Panforte Margherita it's traditional Italian dessert with roots dating back to the Middle Ages. Initially, it an Italian cake prepared exclusively for Christmas, today it is a popular delicacy available all year round, especially in Tuscany. Rich in dried fruit, honey and aromatic spices, it is not only easy to prepare, but also perfect as a Christmas dessert or a sweet addition to coffee.

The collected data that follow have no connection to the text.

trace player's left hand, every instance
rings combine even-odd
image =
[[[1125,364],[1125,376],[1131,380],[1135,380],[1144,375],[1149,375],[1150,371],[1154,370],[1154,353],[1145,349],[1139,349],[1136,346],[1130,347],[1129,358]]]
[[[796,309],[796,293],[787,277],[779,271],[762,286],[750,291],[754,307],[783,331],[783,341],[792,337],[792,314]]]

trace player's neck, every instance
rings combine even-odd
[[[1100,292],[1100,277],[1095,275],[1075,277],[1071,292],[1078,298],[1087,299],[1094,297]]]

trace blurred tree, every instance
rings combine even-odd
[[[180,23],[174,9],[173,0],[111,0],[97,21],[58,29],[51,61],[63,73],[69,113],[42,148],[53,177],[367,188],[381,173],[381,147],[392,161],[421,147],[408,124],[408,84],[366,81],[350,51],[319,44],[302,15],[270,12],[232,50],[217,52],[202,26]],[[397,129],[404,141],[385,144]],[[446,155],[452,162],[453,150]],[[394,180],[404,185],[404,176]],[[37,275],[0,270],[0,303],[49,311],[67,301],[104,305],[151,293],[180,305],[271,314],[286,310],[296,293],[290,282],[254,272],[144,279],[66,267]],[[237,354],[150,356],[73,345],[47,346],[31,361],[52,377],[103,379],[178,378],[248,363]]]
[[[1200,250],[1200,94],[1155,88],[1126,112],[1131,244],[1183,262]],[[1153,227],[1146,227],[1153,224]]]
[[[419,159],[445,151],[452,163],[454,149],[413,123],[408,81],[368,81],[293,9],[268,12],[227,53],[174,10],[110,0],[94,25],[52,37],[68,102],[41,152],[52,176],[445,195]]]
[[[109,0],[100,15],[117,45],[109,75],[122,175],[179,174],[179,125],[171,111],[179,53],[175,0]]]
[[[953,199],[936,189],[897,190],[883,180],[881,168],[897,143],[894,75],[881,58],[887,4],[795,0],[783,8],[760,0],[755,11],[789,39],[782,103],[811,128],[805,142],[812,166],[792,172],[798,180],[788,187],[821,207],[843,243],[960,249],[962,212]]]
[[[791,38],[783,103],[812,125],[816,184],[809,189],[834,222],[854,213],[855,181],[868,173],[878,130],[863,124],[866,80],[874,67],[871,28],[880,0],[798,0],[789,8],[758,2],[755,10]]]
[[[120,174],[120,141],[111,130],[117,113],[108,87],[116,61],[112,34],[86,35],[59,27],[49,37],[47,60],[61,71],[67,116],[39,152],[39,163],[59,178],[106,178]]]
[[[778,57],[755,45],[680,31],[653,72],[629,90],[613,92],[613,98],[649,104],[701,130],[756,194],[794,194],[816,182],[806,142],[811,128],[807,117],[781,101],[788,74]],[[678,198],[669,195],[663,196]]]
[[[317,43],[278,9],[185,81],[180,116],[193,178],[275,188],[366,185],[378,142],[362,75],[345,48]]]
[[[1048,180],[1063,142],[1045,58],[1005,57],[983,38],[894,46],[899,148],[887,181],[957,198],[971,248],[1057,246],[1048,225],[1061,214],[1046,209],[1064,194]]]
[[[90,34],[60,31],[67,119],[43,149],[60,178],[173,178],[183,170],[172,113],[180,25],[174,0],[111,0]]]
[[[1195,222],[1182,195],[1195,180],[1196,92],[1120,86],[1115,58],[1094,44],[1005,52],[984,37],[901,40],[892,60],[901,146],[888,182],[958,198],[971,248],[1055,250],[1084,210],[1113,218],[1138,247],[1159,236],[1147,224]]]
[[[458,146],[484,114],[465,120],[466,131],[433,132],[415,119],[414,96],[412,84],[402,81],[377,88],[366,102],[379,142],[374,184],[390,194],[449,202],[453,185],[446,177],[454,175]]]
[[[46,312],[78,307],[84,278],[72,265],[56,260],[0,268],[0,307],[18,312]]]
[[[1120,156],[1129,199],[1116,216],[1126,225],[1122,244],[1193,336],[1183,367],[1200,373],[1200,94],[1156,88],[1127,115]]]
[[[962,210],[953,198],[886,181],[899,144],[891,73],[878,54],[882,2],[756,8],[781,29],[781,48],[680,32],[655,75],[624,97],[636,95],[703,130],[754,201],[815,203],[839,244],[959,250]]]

Recipe for Italian dessert - Panforte Margherita
Ingredients
Ingredients for panforte dough
- 150 g powdered sugar
- 150 g honey
- 150 g flour
- 300 g whole almonds
- 50 ml amaretto liqueur
- 100 g candied orange peel
- 1/3 teaspoon cardamom
- 1/2 teaspoon ground nutmeg
- 1/2 teaspoon ground cloves
- 1/2 teaspoon ginger powder
- 1/2 teaspoon cinnamon
Decoration ingredients
- 1/4 cup powdered sugar
Instructions
Preparation of the dough
In a large bowl, combine flour, ground cloves, nutmeg, ground ginger, ground cardamom. Add almonds, candied orange peel and lemon peel. Mix thoroughly to distribute ingredients evenly.
In a saucepan, heat honey, sugar, and amaretto liqueur over low heat. Stir until combined. Boil syrup until bubbling and foaming.
Pour the hot honey syrup into the bowl with the dry ingredients. Quickly mix with a wooden spoon or spatula until all the ingredients are well combined. The mixture will be thick and sticky.
Line the bottom of the cake tin (diameter about 20 cm) with baking paper, grease the sides with butter and sprinkle with flour. Transfer the mixture to the tin, spreading it evenly and pressing it down to make it smooth. Use a metal spoon dipped in cold water every now and then to smooth the top of the cake.
Preheat oven to 150°C. Bake for 35 minutes. Panforte Margherita should be firm but not hard when baked.
Cake decoration
After removing from the oven, let the cake cool in the tin. Then remove and generously sprinkle the top and sides of the cake with powdered sugar.